Entscheidungsstichwort (Thema)
Widerstreitende Steuerfestsetzung nach § 174 Abs. 3 AO bei der Nichtbesteuerung eines Veräußerungsgewinns wegen der Behauptung einer Reinvestition nach § 6b EStG
Leitsatz (redaktionell)
Wird der Gewinn eines Unternehmers im Jahr der Veräußerung seines Hotels geschätzt und dabei der wesentliche Teil des Veräußerungsgewinns wegen der Behauptung einer späteren Reinvestition gem. § 6b EStG nicht erfasst, obwohl die Übertragung der stillen Reserven gem. § 6b Abs. 4 Satz 1 Nr. 1 EStG eine Gewinnermittlung nach § 4 Abs. 1 EStG erfordert und bei einer Schätzung des Gewinns nicht zur Anwendung kommt, kann die bestandskräftige Einkommensteuerfestsetzung des Veranlagungszeitraums, in dem der Veräußerungsgewinn entstanden ist, wegen einer widerstreitenden Steuerfestsetzung gem. § 174 Abs. 3 AO zur Berücksichtigung des vollen Veräußerungsgewinns geändert werden, wenn das Finanzamt die Besteuerung der stillen Reserven aus dem Hotelverkauf in der Annahme einer in einem späteren Veranlagungszeitraum zu erfolgenden Besteuerung unterlassen hat.
Normenkette
AO § 174 Abs. 3, § 162; EStG § 6b Abs. 4 S. 1 Nr. 1, § 4 Abs. 1
Nachgehend
Tenor
1. Die Klage wird abgewiesen.
2. Die Kläger tragen die Kosten des Verfahrens.
Tatbestand
Streitig ist, ob der Beklagte zur Änderung eines Steuerbescheids berechtigt war.
I.
Die Kläger sind Ehegatten und wurden im Streitjahr zusammen zur Einkommensteuer (ESt) veranlagt. Die Klägerin (Klin) betrieb bis 31. Dezember 1991 in X als Einzelunternehmerin ein Hotel. Das im jeweils hälftigen Miteigentum der Kläger stehende Hotelgrundstück war im Einzelunternehmen der Klin in der auf den 31. Dezember 1995 aufgestellten Bilanz wie folgt aktiviert:
Grund und Boden zu ½ |
207.031 DM |
Gebäude zu ½ als Eigentum |
498.841 DM |
Hofbefestigung |
3.117 DM |
Gebäude zu ½ als Nutzungsrecht |
547.367 DM |
Die in dem Objekt befindliche Privatwohnung der Kl wurde einschließlich Grundstücksanteil von Beginn an als Privatvermögen behandelt. Zum 01. Januar 1992 verpachtete die Klin das gesamte Anlagevermögen einschließlich Nutzungsrecht im Rahmen einer Betriebsaufspaltung an eine Betriebs-GmbH, an der die Klin zu 100 % beteiligt war. Mit notariellem Vertrag vom 30. August 1995 veräußerten die Kläger das Hotelgrundstück an die Y GmbH zum Preis von 6.500.000 DM. Als Zeitpunkt des Übergangs von Besitz, Nutzen, Lasten und Gefahr war der 01. Januar 1996 bestimmt. Aufgrund des Ansatzes eines Veräußerungsgewinns in Höhe von 2.842.051 DM erhöhte der Beklagte (das Finanzamt –FA–) die ESt-Vorauszahlungen mit Vorauszahlungsbescheid vom 04. April 1996 auf vierteljährlich 237.640 DM beginnend ab dem 2. Quartal 1996. Mit Vorauszahlungsbescheid vom 15. April 1996 wurden auch die Vorauszahlungen für 1997 und die weiteren Jahre auf der Basis der um den Veräußerungsgewinn erhöhten Einkünfte festgesetzt.

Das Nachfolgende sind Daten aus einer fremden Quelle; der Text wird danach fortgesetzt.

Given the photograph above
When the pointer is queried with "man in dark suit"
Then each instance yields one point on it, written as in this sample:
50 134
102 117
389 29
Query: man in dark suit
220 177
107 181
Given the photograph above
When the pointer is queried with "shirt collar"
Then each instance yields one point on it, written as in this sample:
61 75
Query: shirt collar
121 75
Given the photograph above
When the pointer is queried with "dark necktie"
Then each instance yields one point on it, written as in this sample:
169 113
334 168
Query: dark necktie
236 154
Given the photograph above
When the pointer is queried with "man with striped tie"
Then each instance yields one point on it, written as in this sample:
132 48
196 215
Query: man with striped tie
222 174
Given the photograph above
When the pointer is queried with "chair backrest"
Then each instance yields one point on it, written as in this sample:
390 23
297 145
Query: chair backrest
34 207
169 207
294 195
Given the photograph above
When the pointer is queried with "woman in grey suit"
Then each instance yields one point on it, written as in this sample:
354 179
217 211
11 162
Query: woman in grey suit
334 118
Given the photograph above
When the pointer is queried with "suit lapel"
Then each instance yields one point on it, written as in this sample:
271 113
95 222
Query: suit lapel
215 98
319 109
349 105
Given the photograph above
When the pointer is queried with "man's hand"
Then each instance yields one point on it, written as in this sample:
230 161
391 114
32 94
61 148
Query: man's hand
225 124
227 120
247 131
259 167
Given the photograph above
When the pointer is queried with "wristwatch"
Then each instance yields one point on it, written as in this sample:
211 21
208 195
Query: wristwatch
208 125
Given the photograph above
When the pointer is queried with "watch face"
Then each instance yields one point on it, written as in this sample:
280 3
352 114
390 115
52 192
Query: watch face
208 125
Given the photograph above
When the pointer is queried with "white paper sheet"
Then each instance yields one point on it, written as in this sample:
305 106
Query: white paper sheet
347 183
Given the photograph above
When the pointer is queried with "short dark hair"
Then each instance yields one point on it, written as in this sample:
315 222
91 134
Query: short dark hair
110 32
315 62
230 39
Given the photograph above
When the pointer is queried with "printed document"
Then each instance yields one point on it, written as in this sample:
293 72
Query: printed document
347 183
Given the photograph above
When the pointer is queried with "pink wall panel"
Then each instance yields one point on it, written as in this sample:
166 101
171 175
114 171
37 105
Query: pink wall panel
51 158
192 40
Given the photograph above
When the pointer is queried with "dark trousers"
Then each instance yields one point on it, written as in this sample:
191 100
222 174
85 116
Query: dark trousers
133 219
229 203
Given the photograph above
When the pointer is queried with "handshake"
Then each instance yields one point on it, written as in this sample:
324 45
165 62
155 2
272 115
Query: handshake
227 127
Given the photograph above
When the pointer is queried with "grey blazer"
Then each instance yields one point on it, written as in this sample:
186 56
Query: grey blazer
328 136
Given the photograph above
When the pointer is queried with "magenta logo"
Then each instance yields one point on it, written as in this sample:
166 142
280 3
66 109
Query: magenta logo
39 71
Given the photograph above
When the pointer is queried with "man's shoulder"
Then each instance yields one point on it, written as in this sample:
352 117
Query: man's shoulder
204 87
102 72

Mit Schreiben vom 11. Juli 1996 begehrte der damalige steuerliche Berater der Kläger eine verbindliche Auskunft hinsichtlich der nach § 6b Einkommensteuergesetz (EStG) begünstigten Reinvestition des Veräußerungsgewinns. Angefragt wurde insoweit, ob das Grundstück noch 1996 gekauft werden müsse, ob das Hotel dann später gebaut bzw. gekauft werden könne und ob die 6b-Rücklage auf mehrere Objekte aufgespalten werden könne. Das FA lehnte eine verbindliche Auskunft mit Schreiben vom 17. Juli 1996 aus formalen Gründen ab.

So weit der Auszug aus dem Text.